Princípios Mínimos de Teologia Pastoral
Paulo F. Dalla-Déa
Há algum tempo vem me preocupando a questão do julgamento da pastoral. Como fazer uma pastoral minimamente competente? E como posso (podemos) ou devo (devemos) julgá-la? Quem pode se atrever a julgar a pastoral que faço (fazemos) em grupo ou comunidade? Não se podendo ser juiz em causa própria, qual instância ou entidade pode dizer o que é bom ou ruim?
É lógico que não estou prescindindo de instâncias diocesanas ou nacionais. Mas tenho visto gente fazendo uma pastoral em franca dicotomia com os seus pares (paróquia, região, diocese ou país) e dizendo que se está certo. Citam-se textos bíblicos, do Magistério eclesiástico e autores teológicos, num emaranhado que –muitas vezes– se transforma em base ideológica para a ação. O critério da unanimidade não é simplesmente válido, visto que é burra e profetismo é justamente o contrário de unanimidade. Já vi citarem-se os mesmos textos, justificando ações bastante díspares. Retirando-se o uso simplesmente ideológico da Palavra, o que pensar disso?
Será que a pastoral deve ficar restrita ao subjetivismo da ação num emaranhado sem sentido? Ou, de alguma forma haveria a possibilidade de se pensar sobre os particularismos e a fragmentação do real promovida pela pós-modernidade?
Seria possível que houvesse alguns princípios mínimos que orientassem para alguma direção, podendo julgar toda ação pastoral feita? Penso que sim e é justamente isso o que me proponho fazer neste pequeno texto, sem ter a pretensão de finalizar um trabalho. Quero apenas iniciar uma discussão bem necessária. O presente texto tem a característica de um ensaio teológico de princípios. Princípios são assim porque não são deduzidos, mas são bases de um edifício intelectual, não exigindo comprovação, sendo admitidos, provisoriamente, como inquestionáveis. Admitamos, por hora, que esses são princípios básicos que regerão nossa pastoral. Até chegarmos a outros melhores, no debate e na produção teológica, teremos esses por certos. Pelo caráter de ensaio adotado, vou me atrever a não citar autores e escolas de Teologia, embora eles sejam de grande valia para a reflexão ser feita de forma competente. Vou me restringir a citar apenas textos bíblicos, do Concílio Vaticano II e a esparsos textos clássicos de Teologia.
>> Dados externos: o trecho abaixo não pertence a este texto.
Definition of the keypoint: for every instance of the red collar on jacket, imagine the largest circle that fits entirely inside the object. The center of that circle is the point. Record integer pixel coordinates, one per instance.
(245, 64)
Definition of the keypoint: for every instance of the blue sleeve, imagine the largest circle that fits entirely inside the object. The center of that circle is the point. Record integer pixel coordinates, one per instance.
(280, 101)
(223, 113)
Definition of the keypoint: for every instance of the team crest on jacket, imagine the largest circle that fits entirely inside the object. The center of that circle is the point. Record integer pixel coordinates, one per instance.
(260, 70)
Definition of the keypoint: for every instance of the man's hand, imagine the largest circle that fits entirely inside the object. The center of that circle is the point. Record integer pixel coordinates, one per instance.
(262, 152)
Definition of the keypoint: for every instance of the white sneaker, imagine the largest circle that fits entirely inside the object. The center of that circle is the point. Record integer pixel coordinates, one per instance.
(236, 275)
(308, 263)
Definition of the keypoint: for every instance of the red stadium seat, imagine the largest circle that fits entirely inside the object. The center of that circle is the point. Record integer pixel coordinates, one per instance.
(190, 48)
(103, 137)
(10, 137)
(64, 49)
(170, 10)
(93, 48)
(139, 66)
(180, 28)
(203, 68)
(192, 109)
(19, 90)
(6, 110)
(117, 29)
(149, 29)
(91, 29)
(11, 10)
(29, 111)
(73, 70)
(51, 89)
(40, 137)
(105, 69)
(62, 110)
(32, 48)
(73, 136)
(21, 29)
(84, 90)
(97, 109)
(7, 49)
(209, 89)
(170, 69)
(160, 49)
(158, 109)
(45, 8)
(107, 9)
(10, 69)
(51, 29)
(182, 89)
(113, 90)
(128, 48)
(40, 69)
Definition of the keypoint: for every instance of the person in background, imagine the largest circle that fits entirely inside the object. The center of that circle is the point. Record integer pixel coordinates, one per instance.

Quero partir da forma do decálogo e elencar DEZ PRINCÍPIOS BÁSICOS para uma pastoral coerente com o Evangelho e a caminhada da Igreja após o Concílio Vaticano II. Vejamos quais são:
1. Pessoas e grupos acima dos prédios. (Mt 5,19-234; 12,9-14; Jo 2,13-22) Para uma pastoral decentemente feita, teremos que prescindir da prioridade à construção e administração de prédios e organismos. Não se pode prescindir de tê-los, nem de construí-los ou de administrá-los Mas se pode prescindir de dar-lhes importância descabida, usando a maior parte do tempo e dos recursos nessas instâncias. Tenho visto membros do clero gastarem 75% do seu tempo e energias em tarefas puramente administrativas, quando poderiam delegar esta tarefa a pessoas muito competentes, voluntários ou não. Não delegar e manter-se ocupado com esses trabalhos da organização concreta da Igreja, manifesta uma ponta de desprezo pelo trabalho dos leigos e ocupa um tempo precioso que poderia ser utilizado de forma mais criativa.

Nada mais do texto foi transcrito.